Behavioural proxies. Lapse rates in the early years of a long product, payment pattern stability, changes in product features used. These predict long-run outcomes with reasonable accuracy.
Industry benchmarks. Sector research reports on long-duration outcomes for comparable products and customer cohorts. Where a firm’s intermediate data looks similar to the sector, that’s a reassuring signal. Where it diverges, that’s worth investigating.
Targeted sampling. For specific long-duration products, periodic deep reviews of a sample of customers who bought several years ago, tracking what’s happened since. This doesn’t give you book-wide coverage, but it gives you real evidence on actual outcomes over real timescales.

On proxies specifically, the principle is to pick something the firm can observe now that correlates well with the eventual outcome. For retirement planning, having a will in place, an up-to-date nomination, and an understanding of decumulation options are all reasonable proxies for a good retirement outcome – and all can be measured now. For long-term investments, engagement with statements, understanding of charges, and stability of strategy are useful markers.

The FCA accepts that long-duration outcomes can’t be fully evidenced in real time, but expects firms to be measuring what they can measure and to be building up a picture over years. ‘We’ll know in 2045’ isn’t an acceptable position – the firm needs to show it’s doing the best it can with the signals available now.

Who in the firm should own outcome measurement for vulnerable customers?

Nobody owns it alone, but ownership has to be clear and someone has to be accountable. The pattern that works in most firms is one that distributes the work sensibly and names a lead.

A named senior owner. Someone at executive level who is accountable for outcomes across the firm, and specifically for vulnerable cohorts. This might be the Consumer Duty champion or another senior executive accountable for customer outcomes. The point is that one person has their name on the work and the authority to drive change.
Customer outcomes or conduct function owns the measurement framework. What’s measured, how, at what frequency, against what standard. This is where the design of the programme sits, and where the reporting pack is produced.
Operations delivers the day-to-day measurement.
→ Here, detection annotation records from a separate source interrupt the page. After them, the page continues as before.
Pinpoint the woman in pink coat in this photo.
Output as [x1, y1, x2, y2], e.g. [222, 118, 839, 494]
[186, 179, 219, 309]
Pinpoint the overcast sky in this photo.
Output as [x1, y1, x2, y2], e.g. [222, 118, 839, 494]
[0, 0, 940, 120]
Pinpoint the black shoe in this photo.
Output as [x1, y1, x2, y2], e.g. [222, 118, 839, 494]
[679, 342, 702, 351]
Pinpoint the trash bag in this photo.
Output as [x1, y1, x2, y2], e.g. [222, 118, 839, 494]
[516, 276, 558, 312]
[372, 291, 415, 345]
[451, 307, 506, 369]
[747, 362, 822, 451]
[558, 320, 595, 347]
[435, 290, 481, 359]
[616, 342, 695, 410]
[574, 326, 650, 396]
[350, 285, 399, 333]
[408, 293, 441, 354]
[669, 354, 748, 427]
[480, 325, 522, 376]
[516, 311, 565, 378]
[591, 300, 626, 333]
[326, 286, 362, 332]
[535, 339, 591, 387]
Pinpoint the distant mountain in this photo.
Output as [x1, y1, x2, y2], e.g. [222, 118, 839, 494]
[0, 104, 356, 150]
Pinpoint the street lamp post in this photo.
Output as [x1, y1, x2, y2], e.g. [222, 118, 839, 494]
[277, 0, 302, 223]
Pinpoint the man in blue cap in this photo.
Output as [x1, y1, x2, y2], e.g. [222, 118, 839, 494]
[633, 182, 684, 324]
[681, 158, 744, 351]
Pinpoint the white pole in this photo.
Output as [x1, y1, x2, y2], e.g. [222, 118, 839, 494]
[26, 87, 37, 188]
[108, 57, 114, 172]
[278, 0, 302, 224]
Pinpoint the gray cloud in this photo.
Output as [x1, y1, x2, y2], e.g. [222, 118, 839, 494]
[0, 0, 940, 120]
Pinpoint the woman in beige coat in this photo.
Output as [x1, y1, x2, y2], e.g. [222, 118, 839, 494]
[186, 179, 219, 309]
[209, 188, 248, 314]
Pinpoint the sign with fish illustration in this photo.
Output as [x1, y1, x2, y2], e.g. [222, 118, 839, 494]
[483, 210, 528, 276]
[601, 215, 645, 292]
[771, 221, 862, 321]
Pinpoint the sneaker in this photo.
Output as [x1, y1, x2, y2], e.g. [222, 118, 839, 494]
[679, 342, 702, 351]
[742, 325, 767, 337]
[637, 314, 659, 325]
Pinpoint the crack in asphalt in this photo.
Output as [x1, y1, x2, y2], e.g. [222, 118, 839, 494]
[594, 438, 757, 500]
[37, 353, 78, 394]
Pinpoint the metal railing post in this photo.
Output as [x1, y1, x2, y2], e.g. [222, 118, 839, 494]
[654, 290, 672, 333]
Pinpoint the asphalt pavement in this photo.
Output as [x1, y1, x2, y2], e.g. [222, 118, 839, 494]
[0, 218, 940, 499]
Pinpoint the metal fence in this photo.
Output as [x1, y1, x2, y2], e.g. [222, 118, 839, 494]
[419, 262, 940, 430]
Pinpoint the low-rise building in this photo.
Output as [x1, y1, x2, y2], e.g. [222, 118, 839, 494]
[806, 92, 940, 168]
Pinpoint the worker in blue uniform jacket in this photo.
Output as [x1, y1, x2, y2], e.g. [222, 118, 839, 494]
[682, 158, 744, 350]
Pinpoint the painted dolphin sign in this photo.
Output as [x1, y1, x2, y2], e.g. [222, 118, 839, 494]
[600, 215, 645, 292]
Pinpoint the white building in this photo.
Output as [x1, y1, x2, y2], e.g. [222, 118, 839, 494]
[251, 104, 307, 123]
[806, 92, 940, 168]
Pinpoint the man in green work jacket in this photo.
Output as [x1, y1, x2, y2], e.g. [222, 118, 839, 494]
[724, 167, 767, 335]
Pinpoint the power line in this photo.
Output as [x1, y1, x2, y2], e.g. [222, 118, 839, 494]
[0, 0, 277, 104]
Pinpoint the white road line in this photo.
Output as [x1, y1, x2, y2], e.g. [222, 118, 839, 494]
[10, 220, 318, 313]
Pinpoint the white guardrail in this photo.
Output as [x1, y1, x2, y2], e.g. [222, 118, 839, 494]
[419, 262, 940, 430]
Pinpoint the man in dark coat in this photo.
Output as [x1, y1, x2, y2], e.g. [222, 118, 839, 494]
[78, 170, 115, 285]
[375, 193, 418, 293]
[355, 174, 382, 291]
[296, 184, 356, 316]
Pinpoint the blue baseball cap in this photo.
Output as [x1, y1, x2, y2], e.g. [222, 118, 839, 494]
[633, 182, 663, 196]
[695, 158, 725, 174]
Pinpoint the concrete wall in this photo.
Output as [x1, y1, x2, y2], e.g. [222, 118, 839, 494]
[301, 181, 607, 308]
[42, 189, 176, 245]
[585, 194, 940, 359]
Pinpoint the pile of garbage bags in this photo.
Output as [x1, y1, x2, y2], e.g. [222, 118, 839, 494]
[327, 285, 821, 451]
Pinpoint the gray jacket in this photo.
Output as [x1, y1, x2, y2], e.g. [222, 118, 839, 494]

Front-line teams, case handling, complaints, and the operational management information that feeds the outcomes pack. The people closest to the customer need to own the quality of what gets recorded.
Compliance and risk provide challenge. An independent view on whether the measurement is genuinely robust and whether the firm is interpreting the data honestly. This is the ‘would it hold up to regulatory scrutiny?’ lens.
The data protection officer covers data handling. Vulnerable customer data is special category under UK GDPR, so the data protection officer needs to be involved in how it’s captured, used for measurement, and protected.
The Consumer Duty champion connects it to the board. The FCA expects the champion to be actively involved in outcomes monitoring and to raise issues with the board. They don’t own the measurement, but they’re the link that makes sure the board is genuinely engaging with it.
The board owns the outcome. Annual Consumer Duty reporting lands at board level, and the board has to engage with the cohort-level picture and the decisions that come out of it.

What doesn’t work is any of three patterns:

Ownership sitting only in compliance (which tends to produce reporting that satisfies the regulator but doesn’t actually drive customer improvement).
Ownership sitting only in operations (which can produce rich management information, but without the independent challenge that makes it credible).
Diffused ownership where no one person is accountable – the surest way for outcome measurement to drift.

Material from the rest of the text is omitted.